梨樹的年頭不短,說不定歲數和秦翎一般大。昨日那皮身人偽裝自己,究竟和秦翎說了些什麼交心話呢?鍾言想不出來。
不一會兒,元墨回來了:「問清楚了問清楚了,後廚今日沒宰殺牲畜,買了現成的雞鴨牛羊。就是看門的狗少了一條,清晨還有人看見呢,這會兒就沒了。」
「狗……」鍾言若有所思,「那狗是不是白色的?」
「您怎麼知道?」元墨不解,未卜先知,這就是神仙菩薩吧?
「我說我掐指算出來的,你信不信?」鍾言一笑,看了看頭頂的日頭,「下午這院裡恐怕有大事發生,你好好看著吧。

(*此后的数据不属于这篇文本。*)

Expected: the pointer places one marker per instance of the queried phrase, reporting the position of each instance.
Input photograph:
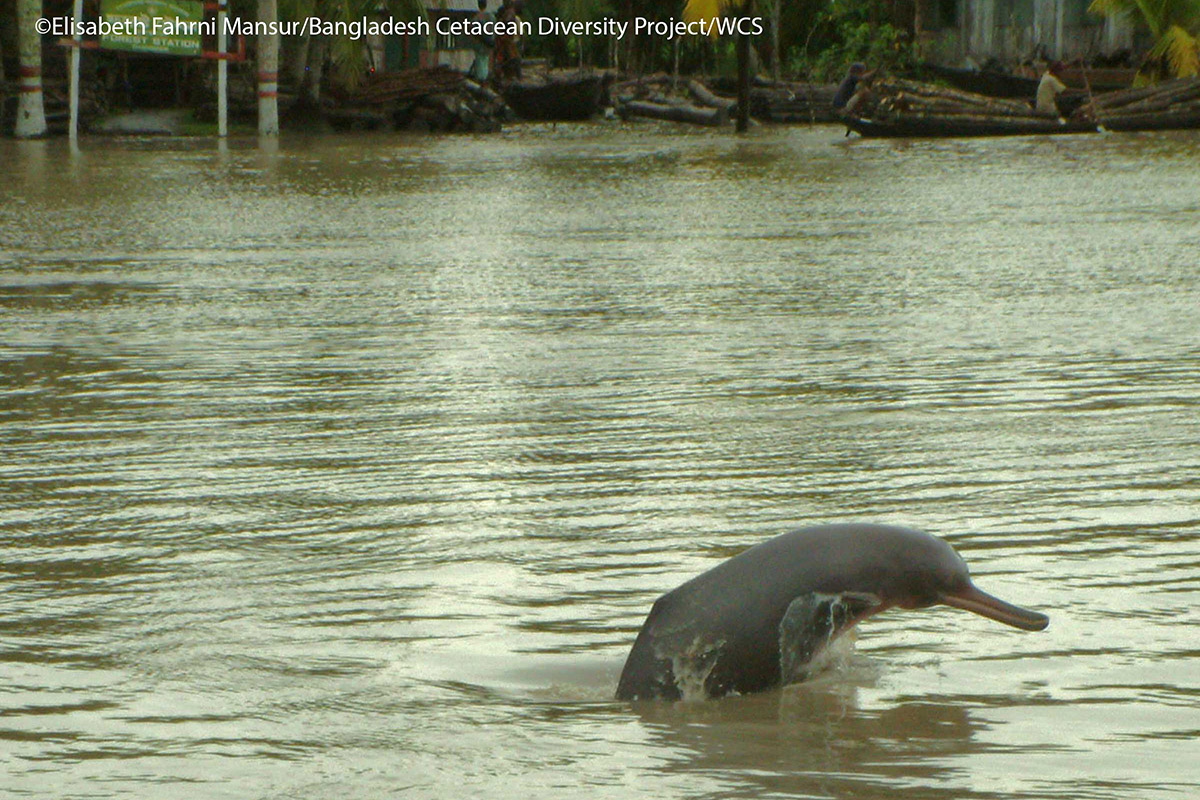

」
元墨更不解了,但還是選擇相信。果不其然,下午剛到申時天色就起了變化,日頭被整片的烏雲蓋住,風又颳了起來,像是又要暴雨一場。
風吹得窗欞咣咣亂撞,鍾言算著時辰差不多了,這才整好了衣衫,拿著一把全紅的紙傘離開秦翎的院落。地面積了不少雨水,奇怪的是頭頂的烏雲並沒有落下一滴,他輕手輕腳地繞著水走,避開了家僕,重新走回了風水逆轉的東四宅。
剛邁入一步,頭頂的雲彩像是直接暗了一層,黑壓壓地壓在四方小院上頭。門上還貼著門神,像是凶神惡煞地怒視世間一切邪祟。